The problem is not with your strcmp call but, rather, in your scanf call! When you type some text as the input, scanf will stop reading at the first whitespace, so your text string will be "some" - and, thus, the strcmp call will (correctly) return non-zero, as this is not the same as "some text".
For more information on this feature of scanf, spaces and the %s format, see this topic: How do you allow spaces to be entered using scanf?
call fgets to read the white space and compare the strings with strncmp :
fgets (text, 100, stdin);
puts(text);
if (strncmp(text, "some text",9) == 0)
puts("some text");
My answer will be about sorting such a problems without asking the forum qwuestions. I would take 2-3 minutes to see what is going there:
int main()
{
char text[10];
int result;
result = scanf(" %s", &text);
printf("scanf result: %d, scanned text: \"%s\"\n", result, text);
if (strcmp(text, "some text") == 0)
puts("some text");
}
Debugging - ie finding the source of the problems is same important as programming knowledge. If you add this single line yourself, you would sort this problem yourself in no time.

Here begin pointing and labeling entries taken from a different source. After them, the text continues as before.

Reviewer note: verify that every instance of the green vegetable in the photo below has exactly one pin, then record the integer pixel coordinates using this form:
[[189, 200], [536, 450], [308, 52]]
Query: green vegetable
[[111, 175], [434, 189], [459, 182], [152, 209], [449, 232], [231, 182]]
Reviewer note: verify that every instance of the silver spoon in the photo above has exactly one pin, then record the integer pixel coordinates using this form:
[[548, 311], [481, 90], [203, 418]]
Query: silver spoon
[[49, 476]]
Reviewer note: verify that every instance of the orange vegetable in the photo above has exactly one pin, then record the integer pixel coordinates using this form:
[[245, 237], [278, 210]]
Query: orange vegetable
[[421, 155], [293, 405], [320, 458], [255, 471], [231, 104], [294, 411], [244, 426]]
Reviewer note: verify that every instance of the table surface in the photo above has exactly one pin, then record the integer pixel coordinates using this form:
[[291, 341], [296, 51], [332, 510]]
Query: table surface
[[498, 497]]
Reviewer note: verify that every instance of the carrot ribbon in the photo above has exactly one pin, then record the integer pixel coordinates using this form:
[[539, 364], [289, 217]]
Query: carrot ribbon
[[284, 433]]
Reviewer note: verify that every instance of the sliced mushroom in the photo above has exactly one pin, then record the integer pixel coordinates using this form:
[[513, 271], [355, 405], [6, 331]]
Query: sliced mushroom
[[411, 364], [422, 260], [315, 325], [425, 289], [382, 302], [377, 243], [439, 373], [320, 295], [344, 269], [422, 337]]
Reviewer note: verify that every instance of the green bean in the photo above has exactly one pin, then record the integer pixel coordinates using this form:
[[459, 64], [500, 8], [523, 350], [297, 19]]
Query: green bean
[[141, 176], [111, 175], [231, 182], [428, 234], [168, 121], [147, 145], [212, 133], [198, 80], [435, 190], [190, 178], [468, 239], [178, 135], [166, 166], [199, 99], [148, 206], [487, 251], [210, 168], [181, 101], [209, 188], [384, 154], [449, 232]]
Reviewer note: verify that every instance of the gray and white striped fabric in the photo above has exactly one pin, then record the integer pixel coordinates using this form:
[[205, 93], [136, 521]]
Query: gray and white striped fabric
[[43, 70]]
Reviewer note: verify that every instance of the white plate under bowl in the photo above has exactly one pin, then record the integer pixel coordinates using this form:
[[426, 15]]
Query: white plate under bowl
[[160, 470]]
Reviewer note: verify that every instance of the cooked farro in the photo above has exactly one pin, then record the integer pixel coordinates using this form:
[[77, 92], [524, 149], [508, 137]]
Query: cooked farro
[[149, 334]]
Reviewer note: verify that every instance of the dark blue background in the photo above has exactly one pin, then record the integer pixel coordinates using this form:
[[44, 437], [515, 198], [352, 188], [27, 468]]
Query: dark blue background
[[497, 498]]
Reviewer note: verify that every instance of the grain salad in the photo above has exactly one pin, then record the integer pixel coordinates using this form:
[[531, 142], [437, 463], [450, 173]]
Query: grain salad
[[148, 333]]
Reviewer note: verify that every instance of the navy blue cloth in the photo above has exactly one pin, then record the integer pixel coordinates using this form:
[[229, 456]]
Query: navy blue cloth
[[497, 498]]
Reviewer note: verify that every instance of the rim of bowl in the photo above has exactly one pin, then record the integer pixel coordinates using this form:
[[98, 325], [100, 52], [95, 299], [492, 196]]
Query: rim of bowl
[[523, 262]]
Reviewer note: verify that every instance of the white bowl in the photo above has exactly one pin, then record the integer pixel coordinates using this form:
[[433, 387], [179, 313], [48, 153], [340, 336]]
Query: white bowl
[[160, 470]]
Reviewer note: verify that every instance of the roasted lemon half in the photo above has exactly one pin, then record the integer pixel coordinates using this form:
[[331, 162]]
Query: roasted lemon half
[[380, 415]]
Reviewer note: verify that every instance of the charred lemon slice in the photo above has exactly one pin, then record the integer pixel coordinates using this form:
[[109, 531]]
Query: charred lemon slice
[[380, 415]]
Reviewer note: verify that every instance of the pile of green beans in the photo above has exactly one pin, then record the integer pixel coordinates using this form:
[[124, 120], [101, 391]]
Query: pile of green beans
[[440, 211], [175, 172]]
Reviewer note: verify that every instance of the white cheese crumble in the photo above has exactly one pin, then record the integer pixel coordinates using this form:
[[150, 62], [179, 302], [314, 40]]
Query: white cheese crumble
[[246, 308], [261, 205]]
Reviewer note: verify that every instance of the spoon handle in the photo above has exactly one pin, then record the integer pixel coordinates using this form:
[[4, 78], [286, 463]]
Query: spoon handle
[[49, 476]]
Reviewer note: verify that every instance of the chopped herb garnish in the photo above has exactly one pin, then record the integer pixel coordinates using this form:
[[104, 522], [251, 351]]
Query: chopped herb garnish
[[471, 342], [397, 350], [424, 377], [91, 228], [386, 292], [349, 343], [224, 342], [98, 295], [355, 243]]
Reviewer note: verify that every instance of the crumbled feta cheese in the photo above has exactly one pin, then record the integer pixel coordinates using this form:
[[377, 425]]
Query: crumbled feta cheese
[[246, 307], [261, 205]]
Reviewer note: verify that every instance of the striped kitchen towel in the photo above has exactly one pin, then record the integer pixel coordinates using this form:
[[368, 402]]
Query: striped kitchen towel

Try yourself: https://godbolt.org/z/Tmy7PA
Off-topic, but too long for a comment.
Your scanf line is actually wrong (not referring to the whitespace), and you're just getting lucky that it works here. You need to remove the ampersand & in front of text. What you have passes the address of text to scanf, which is actually a pointer to a char[10]. For scanf(" %s", text);, text "decays" to a pointer to its first element (char*) which what you actually want. Here, it just so happens that the address of the array (&text) is the same as the address to the first element in the array (&(text[0]), or *(text + 0)), since they're both in automatic storage at the same place. If, for example, you had something like
char* text = malloc(10);
scanf(" %s", &text);
you would invoke undefined behavior by overwriting memory starting at the address of the pointer to your malloced memory. Here, the address of text is an address to the pointer in automatic storage, whereas the memory it actually points to is somewhere else. You can see this illustrated in the following program.
#include <stdio.h>
#include <stdlib.h>
int main(void)
{
char text[10];
char* text2 = malloc(10);
printf("address of text = %p\n", (void*)(&text)); // same address as below
printf("address of text[0] = %p\n", (void*)(&(text[0]))); // same address as above
printf("address of text2 = %p\n", (void*)&text2); // different than below
printf("address of text2[0] = %p\n", (void*)(&(text2[0]))); // different than above
return 0;
}
&text == &(text[0]), showing the address of the array and the address of the first element of the array are equivalent, however &text2 != &(text2[0]), showing the address of the pointer is not equal to the address of the first element of the memory you've malloced.
Illustrated here: https://godbolt.org/z/N2TKvK